食事の前後に起こる胃の痛み”ときには七転八倒するような激しい痛みのことも!”、胃もたれ、胃膨満感、ムカムカ感、胸焼け、あるいはゲップなど様々な症状があるにも関わらず、内視鏡で検査しても胃の中に何も異常がみつからないというケ−スがよく経験されます。これは機能性胃腸症(FGIDs)と呼ばれ、職場や家庭内などで生じる精神的ストレスと関連して起こることがよく知られています。

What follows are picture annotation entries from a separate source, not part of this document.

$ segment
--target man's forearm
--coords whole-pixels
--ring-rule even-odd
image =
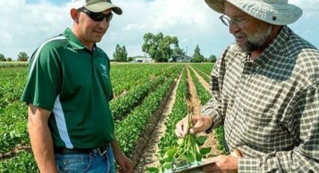
[[[53,142],[48,126],[47,112],[29,108],[28,129],[35,161],[41,172],[56,172]],[[49,114],[49,113],[48,113]]]
[[[30,126],[29,133],[32,150],[40,172],[56,172],[53,142],[47,125]]]

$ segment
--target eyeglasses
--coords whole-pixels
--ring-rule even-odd
[[[112,13],[104,14],[102,12],[93,12],[85,7],[80,8],[78,10],[86,14],[91,19],[96,22],[102,21],[104,20],[105,18],[106,19],[107,22],[109,22],[113,17],[113,13]]]
[[[231,18],[228,16],[223,14],[219,17],[219,19],[223,22],[223,23],[227,26],[229,26],[230,24],[233,23],[235,24],[239,27],[242,27],[247,24],[248,19],[250,18],[248,18],[245,19],[241,19],[238,18]]]

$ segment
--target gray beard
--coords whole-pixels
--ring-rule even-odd
[[[263,29],[261,27],[258,28],[255,33],[247,36],[247,43],[244,44],[236,43],[235,45],[236,49],[240,52],[246,53],[250,53],[259,49],[270,35],[272,25],[267,25]]]

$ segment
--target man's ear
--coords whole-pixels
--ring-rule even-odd
[[[79,23],[79,14],[78,12],[78,10],[75,8],[72,8],[70,11],[70,14],[71,15],[71,17],[74,21],[77,23]]]

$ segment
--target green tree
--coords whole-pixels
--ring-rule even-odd
[[[209,56],[208,58],[208,61],[210,62],[213,62],[215,63],[217,60],[217,58],[215,55],[211,55]]]
[[[0,54],[0,61],[6,61],[6,60],[4,58],[4,55],[3,54]]]
[[[194,50],[194,54],[193,55],[192,61],[195,62],[200,62],[204,61],[204,56],[200,54],[200,49],[198,45],[196,46]]]
[[[186,52],[184,51],[184,50],[179,47],[176,47],[173,50],[173,54],[174,56],[182,56],[186,54]]]
[[[142,46],[142,51],[148,54],[157,62],[167,62],[173,55],[174,48],[178,47],[177,37],[169,35],[164,36],[162,32],[156,35],[146,33],[143,36],[144,42]]]
[[[18,54],[17,60],[18,61],[27,61],[28,59],[29,56],[25,52],[20,52]]]
[[[113,54],[113,58],[114,61],[117,62],[126,62],[127,59],[127,52],[125,46],[122,47],[118,44],[116,45],[115,52]]]

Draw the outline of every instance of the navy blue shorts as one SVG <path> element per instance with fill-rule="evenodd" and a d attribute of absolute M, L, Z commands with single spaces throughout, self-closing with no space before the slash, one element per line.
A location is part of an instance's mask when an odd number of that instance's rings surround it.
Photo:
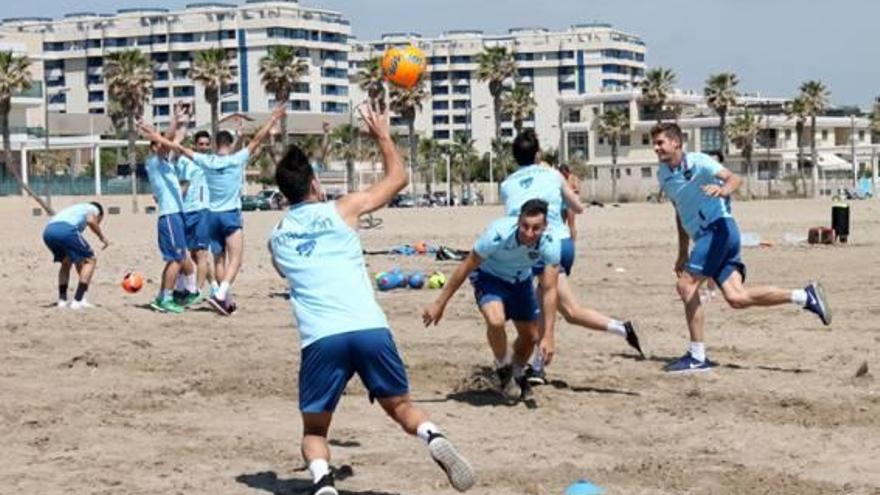
<path fill-rule="evenodd" d="M 226 238 L 242 228 L 241 210 L 212 211 L 209 218 L 211 252 L 222 253 L 226 250 Z"/>
<path fill-rule="evenodd" d="M 43 230 L 43 242 L 52 251 L 56 263 L 70 259 L 71 263 L 94 258 L 89 243 L 83 239 L 82 233 L 69 223 L 52 222 Z"/>
<path fill-rule="evenodd" d="M 351 377 L 357 373 L 370 401 L 409 393 L 406 368 L 387 328 L 355 330 L 317 340 L 302 350 L 299 363 L 299 409 L 333 412 Z"/>
<path fill-rule="evenodd" d="M 470 276 L 474 286 L 477 306 L 483 307 L 492 301 L 504 305 L 504 317 L 513 321 L 535 321 L 538 319 L 538 298 L 532 280 L 511 283 L 482 270 L 474 270 Z"/>
<path fill-rule="evenodd" d="M 210 210 L 188 211 L 183 214 L 186 248 L 190 251 L 208 249 L 211 245 Z"/>
<path fill-rule="evenodd" d="M 571 267 L 574 266 L 574 239 L 568 237 L 559 240 L 559 265 L 566 275 L 571 275 Z M 544 262 L 539 261 L 532 267 L 532 274 L 536 277 L 544 273 Z"/>
<path fill-rule="evenodd" d="M 746 278 L 746 265 L 740 257 L 739 227 L 732 218 L 719 218 L 705 228 L 706 234 L 694 241 L 685 269 L 711 278 L 721 287 L 733 272 Z"/>
<path fill-rule="evenodd" d="M 183 261 L 186 257 L 186 229 L 183 214 L 162 215 L 158 221 L 159 252 L 162 261 Z"/>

特に近年の成果主義の導入による競争社会の到来、IT化などによる精神的負担の増大などストレス社会が進む中で、多くの人が一度はこの機能性胃腸症を経験しているものと考えられます。
この疾患は命に関わるような重大な状態に陥る心配はありませんが、胃の痛みや不快感のために仕事の能率が落ちたり、食事が思うように食べられなかったり、あるいは睡眠がうまくとれないなど、日常生活に支障をきたすようなレベルの症状を示すことがあります。

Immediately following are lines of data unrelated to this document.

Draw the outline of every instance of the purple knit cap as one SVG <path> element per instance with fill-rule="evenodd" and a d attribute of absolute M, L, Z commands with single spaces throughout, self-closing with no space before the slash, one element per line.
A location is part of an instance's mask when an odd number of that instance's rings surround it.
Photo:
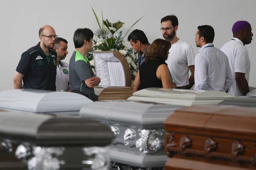
<path fill-rule="evenodd" d="M 237 21 L 233 25 L 232 27 L 232 32 L 233 33 L 240 31 L 244 28 L 250 26 L 249 22 L 245 21 Z"/>

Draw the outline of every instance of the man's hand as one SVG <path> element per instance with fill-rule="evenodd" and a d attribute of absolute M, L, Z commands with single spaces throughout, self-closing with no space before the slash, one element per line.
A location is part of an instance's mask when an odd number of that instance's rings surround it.
<path fill-rule="evenodd" d="M 22 88 L 22 78 L 24 75 L 16 71 L 13 76 L 13 88 L 15 89 Z"/>
<path fill-rule="evenodd" d="M 92 76 L 90 79 L 90 83 L 93 86 L 93 88 L 94 88 L 100 82 L 100 79 L 98 77 Z"/>
<path fill-rule="evenodd" d="M 250 92 L 248 82 L 245 78 L 245 74 L 242 73 L 236 72 L 236 81 L 238 88 L 244 95 Z"/>

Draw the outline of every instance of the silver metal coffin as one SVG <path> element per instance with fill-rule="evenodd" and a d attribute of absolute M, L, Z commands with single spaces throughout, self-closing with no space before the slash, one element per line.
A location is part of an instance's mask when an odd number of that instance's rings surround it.
<path fill-rule="evenodd" d="M 137 91 L 128 101 L 143 101 L 186 106 L 202 104 L 217 105 L 235 96 L 217 91 L 151 88 Z"/>
<path fill-rule="evenodd" d="M 0 155 L 8 157 L 0 158 L 4 169 L 25 162 L 29 170 L 107 170 L 109 154 L 100 147 L 113 138 L 108 127 L 89 119 L 0 111 Z"/>
<path fill-rule="evenodd" d="M 181 106 L 134 101 L 98 101 L 82 108 L 80 115 L 108 124 L 116 138 L 109 148 L 114 162 L 141 168 L 162 167 L 163 121 Z"/>
<path fill-rule="evenodd" d="M 77 116 L 82 107 L 93 102 L 82 95 L 66 92 L 20 89 L 0 92 L 0 108 L 34 113 Z"/>
<path fill-rule="evenodd" d="M 219 105 L 256 107 L 256 97 L 238 97 L 226 99 Z"/>

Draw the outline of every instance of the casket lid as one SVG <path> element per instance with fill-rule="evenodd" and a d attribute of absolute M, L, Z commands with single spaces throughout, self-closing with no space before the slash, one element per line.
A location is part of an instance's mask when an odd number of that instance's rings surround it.
<path fill-rule="evenodd" d="M 255 89 L 247 93 L 246 94 L 246 96 L 247 97 L 256 97 L 256 89 Z"/>
<path fill-rule="evenodd" d="M 67 92 L 27 89 L 0 92 L 0 108 L 36 113 L 79 111 L 93 102 L 82 95 Z"/>
<path fill-rule="evenodd" d="M 143 102 L 106 101 L 83 107 L 79 115 L 117 123 L 162 125 L 168 116 L 183 107 Z"/>
<path fill-rule="evenodd" d="M 0 138 L 40 146 L 105 146 L 113 138 L 102 124 L 84 118 L 0 111 Z"/>
<path fill-rule="evenodd" d="M 235 96 L 217 91 L 150 88 L 133 93 L 133 96 L 189 100 L 225 99 Z"/>
<path fill-rule="evenodd" d="M 256 97 L 241 96 L 228 98 L 224 100 L 218 104 L 256 107 Z"/>
<path fill-rule="evenodd" d="M 256 108 L 227 105 L 186 107 L 176 111 L 164 124 L 168 131 L 179 129 L 180 132 L 195 130 L 208 135 L 253 135 L 256 139 Z"/>

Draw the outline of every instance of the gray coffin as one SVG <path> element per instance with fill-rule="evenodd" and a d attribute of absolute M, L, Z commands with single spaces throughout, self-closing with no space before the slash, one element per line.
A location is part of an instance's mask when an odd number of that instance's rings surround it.
<path fill-rule="evenodd" d="M 78 116 L 82 107 L 93 102 L 82 95 L 67 92 L 19 89 L 0 92 L 0 108 L 9 110 Z"/>
<path fill-rule="evenodd" d="M 133 93 L 127 100 L 150 101 L 186 106 L 198 104 L 217 105 L 224 100 L 235 97 L 225 92 L 150 88 Z"/>
<path fill-rule="evenodd" d="M 104 123 L 116 137 L 109 147 L 111 161 L 139 167 L 164 166 L 163 124 L 183 106 L 134 101 L 98 101 L 82 108 L 80 115 Z"/>
<path fill-rule="evenodd" d="M 0 169 L 17 164 L 15 152 L 26 161 L 29 169 L 106 170 L 109 156 L 99 147 L 113 137 L 108 127 L 89 119 L 0 111 L 0 155 L 10 159 L 4 165 L 0 159 Z M 4 147 L 12 158 L 3 151 Z"/>
<path fill-rule="evenodd" d="M 256 97 L 238 97 L 224 100 L 219 105 L 256 107 Z"/>

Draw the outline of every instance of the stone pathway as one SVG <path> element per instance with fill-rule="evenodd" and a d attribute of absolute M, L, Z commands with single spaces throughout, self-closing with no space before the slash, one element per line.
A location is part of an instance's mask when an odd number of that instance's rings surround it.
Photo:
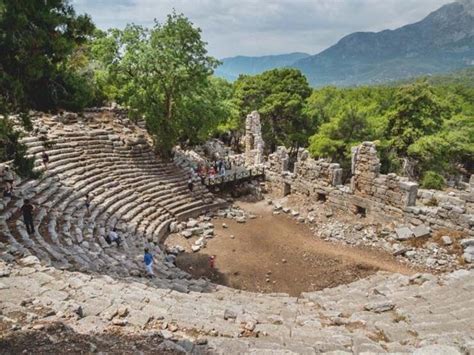
<path fill-rule="evenodd" d="M 0 264 L 1 319 L 8 331 L 59 319 L 80 333 L 156 332 L 175 343 L 207 343 L 222 354 L 474 351 L 473 271 L 378 273 L 296 298 L 221 286 L 179 293 L 44 267 L 34 256 L 20 261 Z M 38 316 L 35 309 L 49 312 Z M 22 324 L 18 314 L 29 322 Z"/>

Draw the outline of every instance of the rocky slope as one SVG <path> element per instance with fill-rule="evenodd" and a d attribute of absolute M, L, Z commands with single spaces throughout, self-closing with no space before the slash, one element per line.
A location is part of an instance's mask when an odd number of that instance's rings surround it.
<path fill-rule="evenodd" d="M 30 256 L 0 261 L 0 349 L 94 352 L 113 339 L 112 353 L 471 354 L 473 292 L 473 271 L 459 270 L 379 273 L 299 298 L 225 287 L 186 294 Z"/>

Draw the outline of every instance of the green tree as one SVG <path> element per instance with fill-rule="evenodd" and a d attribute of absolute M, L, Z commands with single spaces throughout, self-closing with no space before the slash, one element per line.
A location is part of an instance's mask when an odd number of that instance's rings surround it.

機能性胃腸症の診断は決して簡単なものではありません。患者様の症状や経過を詳細に検討する必要がありますが、診断の目安としてRoma V診断基準と呼ばれるものがありますので、症状と診断基準を照らし合わせながら診療を進めていきます。最終的には胃カメラや超音波検査などで重大な消化器疾患がないことを確認します。 Roma V診断基準
1)持続性あるいは反復性の上腹部の痛み、あるいは不快感
2)胃カメラなどの検査で症状に該当する異常がみつからない
3)排便により症状は改善しない、便通の異常が伴ったりすることはない
気をつけておかなければいけないのは、胃潰瘍や十二指腸潰瘍、あるいは胃がん、膵がんなどの消化器悪性疾患の場合にも同じような症状を示すことがあるので、食生活に問題のある人、あるいはがん好発年齢に達している人、がん家系の人、異常に体重が減っていると感じている人は、まず胃カメラや超音波検査、血液検査を受けておくことをお勧めいたします。

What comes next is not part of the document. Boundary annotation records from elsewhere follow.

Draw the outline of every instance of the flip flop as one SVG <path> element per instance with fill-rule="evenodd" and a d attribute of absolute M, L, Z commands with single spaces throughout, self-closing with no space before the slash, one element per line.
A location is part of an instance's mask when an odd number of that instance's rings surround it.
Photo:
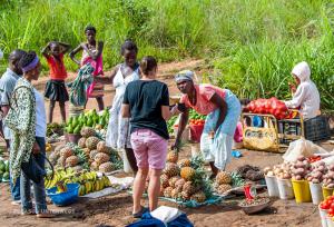
<path fill-rule="evenodd" d="M 138 213 L 132 214 L 134 218 L 141 218 L 143 214 L 148 211 L 148 208 L 141 207 L 141 209 Z"/>

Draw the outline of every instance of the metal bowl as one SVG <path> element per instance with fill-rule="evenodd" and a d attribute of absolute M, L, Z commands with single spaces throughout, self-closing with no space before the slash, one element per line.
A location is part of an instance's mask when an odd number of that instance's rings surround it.
<path fill-rule="evenodd" d="M 249 206 L 244 206 L 242 203 L 238 204 L 238 206 L 246 213 L 247 215 L 252 215 L 255 213 L 259 213 L 261 210 L 264 210 L 265 208 L 269 207 L 272 205 L 272 201 L 269 198 L 266 199 L 265 203 L 259 204 L 259 205 L 249 205 Z"/>

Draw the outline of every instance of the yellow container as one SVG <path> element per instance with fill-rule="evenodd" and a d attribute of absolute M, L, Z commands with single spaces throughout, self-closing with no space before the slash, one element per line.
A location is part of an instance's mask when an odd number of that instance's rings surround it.
<path fill-rule="evenodd" d="M 296 203 L 312 201 L 310 186 L 307 180 L 292 180 Z"/>
<path fill-rule="evenodd" d="M 323 197 L 324 197 L 324 199 L 326 199 L 328 196 L 332 196 L 333 190 L 334 190 L 333 188 L 323 187 Z"/>

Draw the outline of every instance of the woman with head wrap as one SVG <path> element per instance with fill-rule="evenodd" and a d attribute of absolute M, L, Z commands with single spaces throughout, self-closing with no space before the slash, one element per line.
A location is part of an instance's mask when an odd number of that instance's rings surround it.
<path fill-rule="evenodd" d="M 298 108 L 303 118 L 314 118 L 320 112 L 320 93 L 311 80 L 311 69 L 307 62 L 303 61 L 297 63 L 293 70 L 292 76 L 295 79 L 297 89 L 295 86 L 291 86 L 293 91 L 293 99 L 285 101 L 287 108 Z"/>
<path fill-rule="evenodd" d="M 193 78 L 194 72 L 189 70 L 175 76 L 177 88 L 183 93 L 180 103 L 186 108 L 180 114 L 179 130 L 173 148 L 177 148 L 180 142 L 190 108 L 207 115 L 200 137 L 200 151 L 210 164 L 212 177 L 215 177 L 230 159 L 233 136 L 242 111 L 240 102 L 232 91 L 212 85 L 195 85 Z"/>

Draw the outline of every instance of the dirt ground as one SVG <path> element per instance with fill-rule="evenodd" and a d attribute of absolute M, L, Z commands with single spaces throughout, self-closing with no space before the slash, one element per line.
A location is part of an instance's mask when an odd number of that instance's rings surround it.
<path fill-rule="evenodd" d="M 202 60 L 188 60 L 179 63 L 167 63 L 159 67 L 159 78 L 164 80 L 170 93 L 176 93 L 177 89 L 173 82 L 173 73 L 181 69 L 194 69 L 198 71 L 203 67 Z M 70 76 L 70 79 L 73 75 Z M 37 83 L 39 90 L 43 90 L 47 79 L 41 78 Z M 105 103 L 112 102 L 114 89 L 106 87 Z M 48 102 L 47 107 L 48 107 Z M 89 100 L 88 108 L 96 108 L 96 101 Z M 56 108 L 55 120 L 60 121 L 59 109 Z M 328 142 L 321 144 L 325 149 L 333 150 L 334 146 Z M 227 170 L 235 170 L 237 167 L 249 164 L 265 167 L 282 162 L 281 154 L 240 150 L 243 157 L 234 158 L 227 166 Z M 181 157 L 190 156 L 190 147 L 186 146 Z M 9 186 L 0 184 L 0 226 L 126 226 L 134 221 L 131 211 L 131 197 L 127 193 L 116 196 L 107 196 L 102 199 L 85 200 L 65 208 L 49 205 L 49 209 L 57 213 L 53 219 L 37 219 L 35 216 L 20 216 L 20 207 L 11 205 Z M 199 207 L 196 209 L 180 208 L 195 226 L 321 226 L 317 207 L 308 204 L 296 204 L 294 200 L 274 200 L 273 205 L 258 215 L 247 216 L 237 207 L 238 199 L 227 199 L 219 205 Z M 145 199 L 147 204 L 147 200 Z M 173 203 L 161 201 L 160 205 L 173 206 Z"/>

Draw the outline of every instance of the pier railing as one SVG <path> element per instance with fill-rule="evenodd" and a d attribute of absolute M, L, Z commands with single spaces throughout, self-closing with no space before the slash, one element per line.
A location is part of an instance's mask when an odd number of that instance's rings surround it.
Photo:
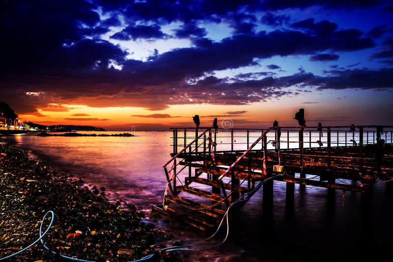
<path fill-rule="evenodd" d="M 324 161 L 323 164 L 327 169 L 330 169 L 333 162 L 332 159 L 337 156 L 335 155 L 337 150 L 352 148 L 353 149 L 352 154 L 347 156 L 340 156 L 340 157 L 342 161 L 349 158 L 356 160 L 356 168 L 361 172 L 365 163 L 370 157 L 369 155 L 365 155 L 365 152 L 373 151 L 373 156 L 371 158 L 374 160 L 376 159 L 378 165 L 380 166 L 384 145 L 392 144 L 393 141 L 393 126 L 275 127 L 266 129 L 232 128 L 215 130 L 213 128 L 172 129 L 173 157 L 164 167 L 168 181 L 171 178 L 169 177 L 171 171 L 173 171 L 173 181 L 175 181 L 177 176 L 187 166 L 185 165 L 180 170 L 176 170 L 176 166 L 180 162 L 176 162 L 176 158 L 179 156 L 186 157 L 187 154 L 205 156 L 210 155 L 214 157 L 215 153 L 226 152 L 243 152 L 243 154 L 232 165 L 227 167 L 226 171 L 220 177 L 220 180 L 245 156 L 255 151 L 264 153 L 264 161 L 268 151 L 276 152 L 276 156 L 278 155 L 278 164 L 280 164 L 281 152 L 296 155 L 303 168 L 307 159 L 313 157 L 312 152 L 317 152 L 319 149 L 326 153 L 326 156 L 323 154 L 322 156 Z M 305 152 L 305 150 L 307 152 Z M 321 157 L 321 155 L 318 153 L 314 156 Z M 166 167 L 171 162 L 174 164 L 168 171 L 167 170 Z M 378 168 L 380 168 L 380 166 Z M 191 169 L 189 172 L 191 173 Z M 174 186 L 175 186 L 174 182 Z"/>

多彩な症状に対応するため色々なクスリの組み合わせを検討する必要性があります。
1)潰瘍様症状:制酸剤(H2ブロッカ−、プロトンポンプ拮抗薬)、抗不安薬
2)運動不全様症状:制酸剤(H2ブロッカ−、プロトンポンプ拮抗薬)、抗不安薬、消化管運動賦活薬、漢方薬
3)非特異型:制酸剤(H2ブロッカ−、プロトンポンプ拮抗薬)、抗不安薬、抗うつ剤、漢方薬
機能性胃腸症の症状、特に運動不全型と非特異型は本当に様々で、一回の診療でピタリと症状にフィットする薬を選ぶことの難しい疾患です。訴えの多い方は西洋薬だけでは満足いくような改善が得られず、漢方薬を処方することが多くなります。症状に最も効果的な組み合わせとして西洋薬と漢方薬を併せて処方することも珍しいことではありません。